Koronawirus jest z nami już rok. Laboratoria Sanepidu przez cały ten czas pracują na pełnych obrotach, a wzbierająca obecnie trzecia fala pandemii wskazuje na to, że będzie coraz trudniej. W województwie warmińsko-mazurskim notowanych jest obecnie około 1000 – 1200 nowych zakażeń na dobę, ale jak uważa Janusz Dzisko, warmińsko-mazurski państwowy wojewódzki inspektor sanitarny – może to być wierzchołek góry lodowej i rzeczywista liczba osób zakażonych może być nawet trzy lub cztery razy wyższa.

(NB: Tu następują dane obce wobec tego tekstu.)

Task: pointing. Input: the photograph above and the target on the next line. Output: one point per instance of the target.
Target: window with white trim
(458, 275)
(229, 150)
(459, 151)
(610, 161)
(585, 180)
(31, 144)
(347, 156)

Obecnie w zakażeniach dominuje tzw. wariant brytyjski wirusa, laboratoria nie potwierdziły występowania innych mutacji w regionie. Zakaźność odmiany brytyjskiej jest dużo wyższa, dlatego zmieniła się też częstotliwość występowania u chorych objawów, które na początku pandemii były typowe dla COVID-19. Rzadziej występuje utrata węchu i smaku, częściej obserwowana jest wysoka gorączka, bóle gardła, ale również objawy gastryczne: biegunka, wymioty, czy wysypki skórne. Gama objawów zdecydowanie się rozszerzyła, a każdy z nich powinien być sygnałem alarmowym i powodować wizytę u lekarza. Wiele osób próbuje leczyć się domowymi sposobami, a kiedy stan jest bardzo ciężki – trafiają do szpitala.

W jednej z sieci dyskontów pojawiły się testy na COVID-19. Są to tzw. testy serologiczne, które identyfikują obecność przeciwciał, które pojawiają się po pewnym czasie od zetknięcia się z wirusem, ale niekoniecznie są związane z przechorowaniem. Wykonanie takiego testu nie daje żadnej gwarancji, że jesteśmy zdrowi i bezpieczni zarówno dla siebie, jak i dla otoczenia.